The results suggest that global warming will be an even bigger problem for large animals than previously thought. “If our model is correct, larger animals will have to reduce their activity in general or they will have to adopt more nocturnal behavior,” says Alexander Dyer of the German Center for Integrative Biodiversity Research in Leipzig.
Dyer and his colleagues began by compiling a database of the maximum sustained speeds of more than 500 species of animals, from insects and fish to whales and elephants. They only included studies of animals moving freely in the wild based on, for example, video recordings, radar or tracking devices, and excluded studies of animals in captivity.
They found that movement speeds increased as the animals grew larger until their mass reached 1000 kilograms, after which speeds stabilized and began to decrease. The team looked at several possible explanations and concluded that a simple model estimating how much animals would have to slow down to avoid overheating could explain the shape of the curve.
The problem is that muscles are basically very inefficient, says Dyer. “For every 100 joules of chemical energy pumped into your muscles, 70 of those joules are simply turned into heat.”
Small animals can quickly lose this excess heat due to their higher surface area to volume ratio, but for larger animals this heat becomes a major problem.
This seems equally problematic for swimming animals, even though bodies can dissipate heat faster in water than in air. Dyer thinks it’s because large sea animals such as whales have a lot of insulation to keep them warm in a resting state. “Heat dissipation is a property of the animal rather than of the medium in which it moves,” he says.
“I think [the team] make a compelling case that large animals face an additional metabolic stress on their maximum speed from overheating,” says Walter Jetz of Yale University.
“This is an important baseline overview, but also has conservation relevance. As human activities increase the distance animals have to travel to get from one foraging area to another, large species, which are often already highly endangered, could be particularly at risk.

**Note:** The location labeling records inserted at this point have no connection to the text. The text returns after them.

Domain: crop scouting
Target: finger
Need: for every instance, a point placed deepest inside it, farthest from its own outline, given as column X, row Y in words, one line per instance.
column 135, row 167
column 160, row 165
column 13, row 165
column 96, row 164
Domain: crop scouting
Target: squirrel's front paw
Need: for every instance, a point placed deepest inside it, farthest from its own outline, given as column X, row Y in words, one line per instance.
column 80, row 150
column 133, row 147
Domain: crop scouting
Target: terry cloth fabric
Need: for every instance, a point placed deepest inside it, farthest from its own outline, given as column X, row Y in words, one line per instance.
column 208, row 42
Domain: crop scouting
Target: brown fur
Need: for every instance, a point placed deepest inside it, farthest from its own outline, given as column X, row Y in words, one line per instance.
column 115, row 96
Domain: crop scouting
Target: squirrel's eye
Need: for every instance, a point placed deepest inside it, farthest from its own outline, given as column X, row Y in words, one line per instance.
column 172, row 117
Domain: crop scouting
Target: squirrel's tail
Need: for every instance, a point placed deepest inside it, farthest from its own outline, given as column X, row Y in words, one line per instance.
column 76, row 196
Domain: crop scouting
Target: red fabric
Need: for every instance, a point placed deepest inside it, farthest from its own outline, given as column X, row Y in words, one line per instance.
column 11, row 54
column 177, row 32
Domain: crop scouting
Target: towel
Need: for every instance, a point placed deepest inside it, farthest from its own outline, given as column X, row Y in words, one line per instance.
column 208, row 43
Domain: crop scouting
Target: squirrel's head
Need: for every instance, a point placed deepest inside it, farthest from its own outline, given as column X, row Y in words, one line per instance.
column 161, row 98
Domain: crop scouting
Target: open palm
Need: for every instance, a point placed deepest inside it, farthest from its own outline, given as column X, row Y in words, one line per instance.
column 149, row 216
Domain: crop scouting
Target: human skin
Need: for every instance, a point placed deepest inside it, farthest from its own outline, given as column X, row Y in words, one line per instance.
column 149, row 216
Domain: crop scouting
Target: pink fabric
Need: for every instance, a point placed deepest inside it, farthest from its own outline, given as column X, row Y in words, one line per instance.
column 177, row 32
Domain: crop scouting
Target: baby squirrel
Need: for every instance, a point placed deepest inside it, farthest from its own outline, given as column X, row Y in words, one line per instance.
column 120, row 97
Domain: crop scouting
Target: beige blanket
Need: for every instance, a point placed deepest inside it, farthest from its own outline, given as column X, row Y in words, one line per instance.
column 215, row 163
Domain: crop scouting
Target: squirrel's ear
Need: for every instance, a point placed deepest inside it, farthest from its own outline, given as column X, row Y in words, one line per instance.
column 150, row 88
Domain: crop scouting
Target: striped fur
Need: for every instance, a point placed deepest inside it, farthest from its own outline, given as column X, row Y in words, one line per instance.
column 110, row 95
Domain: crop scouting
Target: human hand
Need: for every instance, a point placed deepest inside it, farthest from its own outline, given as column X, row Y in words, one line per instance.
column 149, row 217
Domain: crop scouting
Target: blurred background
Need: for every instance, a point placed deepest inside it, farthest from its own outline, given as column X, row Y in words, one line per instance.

No living flying animal weighs much more than 15 kilograms. But many flying pterosaurs were larger than that, so dissipating excess heat would have been more of a problem for them. That might explain why many had huge head crests, Dyer says. “I guess they played a role in thermoregulation.”
While rising temperatures are particularly difficult for large animals, staying cool is becoming an issue even for many small animals as the planet warms. Some animals develop smaller bodies to help them lose heat faster in response.
Some team members have already looked at the relationship between an animal’s size and top speed over short distances. They concluded that the maximum speeds of large animals are not limited by the ability of muscles and bones to survive the forces involved, as previously suggested, but by the time it takes to accelerate.
During sprints, muscles rely on stored energy rather than aerobic respiration as over long distances, and large animals run out of energy before reaching their theoretical maximum speed.